Monday 23 April 2018

India sex attack: Woman leaps through window to avoid assault

Dean Nelson

A British woman backpacking across Asia injured her leg after jumping from a hotel window because she feared an attempted sexual assault, police in Agra said.

The woman, a 32-year-old from South-East London, injured her leg in the fall and had to receive treatment for a torn ligament. She is currently under police protection.

The Foreign Office said it was urgently checking in to the incident, and said it was providing consular assistance to the woman. Just this morning the FCO had updated its travel advice for women in India, urging them to be cautious in the wake of the gang-rape of a Swiss tourist on Friday.

The British tourist had arrived in Udaipur, Rajasthan on Sunday. In Agra, home of the Taj Mahal, she booked into the Agra Mahal budget hotel in the city’s Army cantonment area.

At around 4am the hotel’s manager, Sachin Johan, knocked on her door continually and demanded to be allowed into her room, police sources said.

Another man, believed to be the security guard at the guest house, also allegedly joined in banging on the door.

The woman had inquired about the possibility of a massage earlier the previous day, and the manager had demanded to be allowed in to give her the massage, police sources said.

The Briton said she became so afraid she was about to be sexually assaulted that she opened the window of her room and jumped to escape. It was not clear what floor she was on when she jumped.

The woman had planned to travel on to Jaipur in Rajasthan today and then to Delhi before taking a flight to Beijing as part of a backpacking tour of Asia.

Police in Agra said they had arrested Mr Johan, who is the brother in law of the hotel’s owner, and his security guard on "eve-teasing" charges – an Indian term for sexual harassment. They are still in police custody but are likely to be released on bail.

The accused however strongly deny the charges and say they had knocked on her door at her request for an early morning call to make sure she did not miss her 5.50 train to Jaipur.

“She got frightened so she ran to the other end of the room and jumped out of the window,” Pawan Kumar, superintendent of police in Agra, told the news agency AFP. .

The victim had suffered a ligament fracture in one leg but her injuries were not serious, Swaranjeet, deputy superintendent of police in Agra, who only uses one name, told AFP.

"But she is very scared and has cancelled her plans to keep travelling in India.
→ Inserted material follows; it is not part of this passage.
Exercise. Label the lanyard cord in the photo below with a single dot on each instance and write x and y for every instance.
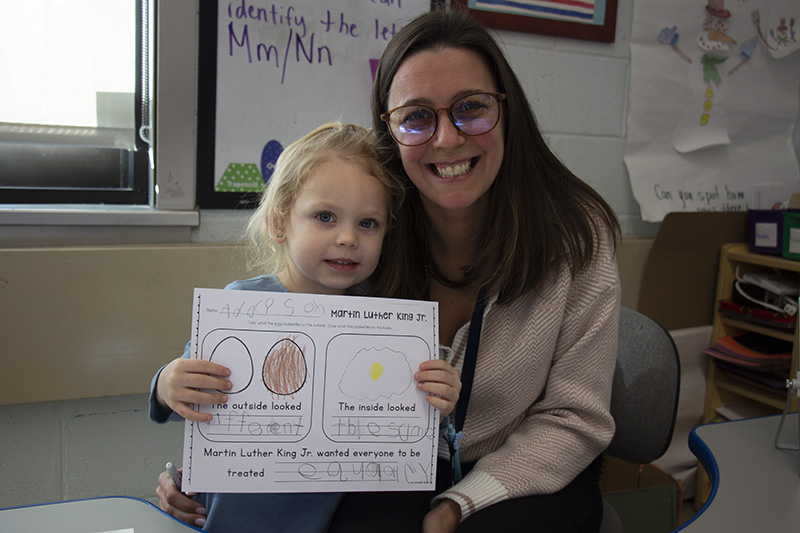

She just wants to return home," she added.

The incident comes just days after a Swiss cyclist was gang-raped by a group of villagers on Friday night while on a cycling trip with her husband that included a stop in the Taj Mahal city of Agra.

The attack renewed focus on the country's poor record on safety for women, with campaigners declaring that men in the country had "gone berserk".

Just yesterday, an Indian state minister appeared to put part of the blame on the victims, saying that tourists were putting themselves at danger of rape by not informing police of their travel plans.

The attack on the Swiss woman and her husband was "unfortunate", Uma Shankar Gupta told the television news channel NDTV, but tourists should closely follow the rules for foreign travelers.

There has been a wave of anger and public protests against rapes and sexual attacks on women since the fatal gang-rape of a young woman on a bus in New Delhi in December.

The Indian government has been under intense pressure to curb the violence. Last week, ministers came under fire after passing a law intended to crack down on sexual assaults, but which failed to make marital rape a criminal offence.

Today, the FCO updated its advice for travellers to India. Women in particular were urged to use caution: "Reported cases of sexual assault against women and young girls are increasing; recent sexual attacks against female visitors in tourist areas and cities show that foreign women are also at risk.

"British women have been the victims of sexual assault in Goa, Delhi, Bangalore and Rajasthan and women travellers often receive unwanted attention in the form of verbal and physical harassment by individuals or groups of men.

"A Swiss national suffered a serious sexual attack in Madyha Pradesh on 16 March. Women travellers should exercise caution when travelling in India even if they are travelling in a group.

"If you are a woman travelling in India you should respect local dress codes and customs and avoid isolated areas, including beaches, when alone at any time of day."